If a transaction whereby property has been acquired, is, before registration of the acquisition in a deeds registry, cancelled, or dissolved by the operation of a resolutive condition, duty shall be payable only on that part of the consideration which has been or is paid to and retained by the seller and on any consideration payable by the buyer for or in respect of the cancellation thereof, provided that on cancellation or dissolution of that transaction, such property completely reverts to the seller and the original buyer has relinquished all rights and has not received nor will receive any consideration arising from such cancellation or dissolution.

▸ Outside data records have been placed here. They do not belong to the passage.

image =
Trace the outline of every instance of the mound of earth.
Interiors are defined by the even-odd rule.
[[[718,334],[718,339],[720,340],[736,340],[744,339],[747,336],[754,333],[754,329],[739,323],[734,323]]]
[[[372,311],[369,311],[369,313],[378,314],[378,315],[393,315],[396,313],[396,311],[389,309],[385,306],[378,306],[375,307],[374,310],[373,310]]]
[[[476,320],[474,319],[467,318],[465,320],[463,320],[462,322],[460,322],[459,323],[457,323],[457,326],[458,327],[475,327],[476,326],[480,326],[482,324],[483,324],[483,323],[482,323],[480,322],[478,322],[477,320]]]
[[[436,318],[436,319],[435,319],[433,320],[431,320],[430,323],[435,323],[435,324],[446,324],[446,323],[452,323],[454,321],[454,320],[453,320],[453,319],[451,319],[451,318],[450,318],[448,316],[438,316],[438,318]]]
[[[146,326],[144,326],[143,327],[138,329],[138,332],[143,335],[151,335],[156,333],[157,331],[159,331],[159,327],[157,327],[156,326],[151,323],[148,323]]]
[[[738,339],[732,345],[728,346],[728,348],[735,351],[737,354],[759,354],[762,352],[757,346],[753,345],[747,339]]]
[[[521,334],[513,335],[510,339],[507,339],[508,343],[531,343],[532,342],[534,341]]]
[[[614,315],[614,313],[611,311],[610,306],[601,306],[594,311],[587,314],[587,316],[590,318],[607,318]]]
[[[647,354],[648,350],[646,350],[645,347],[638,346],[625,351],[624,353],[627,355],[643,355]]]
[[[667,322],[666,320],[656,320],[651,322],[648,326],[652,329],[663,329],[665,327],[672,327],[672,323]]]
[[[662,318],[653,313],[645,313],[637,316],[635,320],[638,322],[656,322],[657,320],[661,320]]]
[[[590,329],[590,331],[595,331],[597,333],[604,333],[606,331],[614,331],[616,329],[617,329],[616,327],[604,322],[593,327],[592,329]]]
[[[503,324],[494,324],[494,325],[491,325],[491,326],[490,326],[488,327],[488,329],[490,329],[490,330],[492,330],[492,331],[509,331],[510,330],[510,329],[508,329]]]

The intention of section 5(2)(a) of the Transfer Duty Act, 40 of 1949, is to grant relief to a purchaser who is unable to proceed with a property transaction. The purchaser abandons the rights to the property and sometimes also forfeits a “deposit” or part of the consideration which may have already been paid, or which is still to be paid, or which becomes payable as a result of the cancellation. Section 5(2)(a) stipulates a requirement that the cancellation must result in a complete reversion of the property and that all rights thereto must be relinquished, together with the requirement that any consideration retained is dutiable, is further supported by section 5(1)(b) which states –
“[u]pon the subsequent disposal of property referred to in paragraph (a), the person so disposing of it shall, in the declaration to be made by him in terms of section fourteen, set forth the circumstances of such previous transaction and of the cancellation thereof and shall furnish particulars relating to the payment of duty in connection therewith, and any duty payable in connection with such previous transaction but still unpaid shall be paid by the person so disposing of the property, who may thereupon recover the duty so paid from the person liable for the payment thereof in terms of section three.”
Section 5(1)(b) is a monitoring mechanism to avoid the alteration of documents so as to create the impression of the cancellation of a transaction when, in fact, the relationship between the parties to the transaction continues essentially unaltered. “Cancellation” as contemplated by section 5(2)(a) therefore requires the complete extinction of all the existing obligations between all parties concerned. Obligations on the original purchaser to pay, for example, interest until a new purchaser is found, must fall away. In the event that interest remains payable, the obligations have not been completely extinguished and there is no cancellation as contemplated by the provisions of section 5(2)(a). Similarly, if any obligations between the parties in respect of rentals, levies etc provided for in the agreements purported to have been cancelled, are not extinguished such agreements cannot be regarded as having been effectively cancelled, and the liability for the full transfer duty on the original purchase price remains.
The leading case in this regard which demonstrates the law very clearly is Secretary for Inland Revenue v Hartzenberg1966(1) SA 405 (AD).